I’ve tried several, but with my own tweaking, I’ve come up with what I feel is the best-dried elderberry syrup recipe. If you have fresh elderberries, I’ll share how to use those too. I don’t have an elderberry bush nearby, so I rely on dried elderberries. You can find dried elderberries at Mountain Rose Herbs, Starwest Herbs, and Frontier. It takes almost two weeks to get an order from Mountain Rose Herbs, but I recently found that Frontier has most of its products on Amazon. Still, Mountain Rose Herbs is my favorite place to buy all my dried organic herbs, so I will wait on their long shipping times if I order ahead enough.
NOW is the time to start buying your stock of Elderberry though. When it’s gone for the season, it’s very hard to find quality Elderberry.
The Best Dried Elderberry Syrup Recipe
I buy my herbs in bulk for projects like this. These were purchased at Mountain Rose Herbs, but I also buy from Amazon. I’m very picky about my herbs though. They need to be organic, but I also have to trust the company. I’ve been burned before buying things from Amazon that were less than quality, related to herbs.
You will need dried elderberries (unless you are blessed to have access to fresh elderberry); cinnamon sticks, bark, or chips; and cloves. From the grocery, you will need fresh garlic, fresh ginger, and bottled water. I purchase my honey raw from a local grower, but you can also find that on Amazon.

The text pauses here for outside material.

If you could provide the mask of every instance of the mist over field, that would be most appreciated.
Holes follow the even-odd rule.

best dried elderberry syrup recipe
I measured and added the dried elderberries, cinnamon chips (is what I had), and cloves to my stainless steel pot. (do not use aluminum) I chopped up the garlic and fresh ginger then added them to my water.
This is then brought to a boil, and reduced to a gentle simmer. I let it simmer until the mixture has reduced by about 1/2. This is called a decoction.
I then use this potato ricer to make sure I’m getting all the juicy goodness out.
Next, add the honey and stir well. I add this mixture to a large mason jar and keep it stored in my fridge. I drink a “shot” (about an oz) daily, or more if I have cold symptoms. Sometimes it turns into a loose jellied type of mixture. I just shake it well.
1 Cup Dried Elderberries (2 cups fresh)
5-6 Whole cloves (you can crush those a little if you like because you will be straining this out)
Fresh Garlic (I love it a lot, but you can start with 3-4 cloves)
Fresh Ginger (I love a lot of this, but start with about a fingers length, chopped or cut up)
4-5 cups bottled water
Raw Honey (around 2 cups)
Place all in a stainless steel pot. Bring to a boil, and then reduce heat to moderate, to a simmer. Let this cook down about 1/2. Mash the mixture a little bit with a fork or other kitchen utensil after the berries start getting soft.
After the liquid has reduced, then carefully start straining the mixture. I love to use the potato ricer because it gets all the juice out. Be very careful with it though. You can let the mixture cool just a little, but not all the way. You want the honey to mix well.
After you get this all strained, measure, and add equal amounts of honey. This should make about 4 cups of Elderberry syrup. Store in a large mason jar, and keep in your refrigerator.
This is awesome to use as pancake syrup too! It goes along with my philosophy of letting food be your medicine!
Benefits of Elderberry Syrup
I will just share that as a nurse, I’m pretty sure there are not any double-blinded studies related to the benefits of elderberry syrup. Elderberry syrup has been used for years by herbalists as a way to nurture the body with ingredients full of antioxidants and immune support.
The benefits of using elderberries may include being supportive of the immune system, helping with inflammation issues, reducing symptoms and time to heal after contracting a cold or flu, supportive of sinus issues, allergies, and constipation. (this does not take the place of consulting your medical doctor, and is in no way attempting to diagnose or provide treatment guidelines)
The Sloan Kettering Memorial Site which provides wonderful information on all types of herbal use shares that there have been limited studies to suggest elderberries may reduce flu and cold symptoms.
Safety issues are to never use elderberries uncooked as they contain compounds that may promote cyanide toxicity. So you ALWAYS need to cook your elderberries. Other cautions are to avoid if you have autoimmune issues, are on antidiabetic medications, or are on a diuretic or laxative (as the elderberries may increase the action of those medications). Also, a caution that pregnant or lactating women have a potential for gastrointestinal distress.
Of course, you also need to look for any allergic reaction when introducing a new food into your system. There was a case report of 11 people getting nausea and vomiting from a juice made with the elderberries, but they had juiced and injected RAW elderberries and leaves. So, do not make juice from raw berries and drink it. It must be cooked.
All in all, this is an awesome way to add nourishment through food!
It’s one of my favorites, and I always have it made up in my fridge! I keep this on hand year-round. Buying the supplies as I listed, (getting the elderberries in bulk), you will have enough supplies to last all fall and winter. I make another batch up as soon as we are out!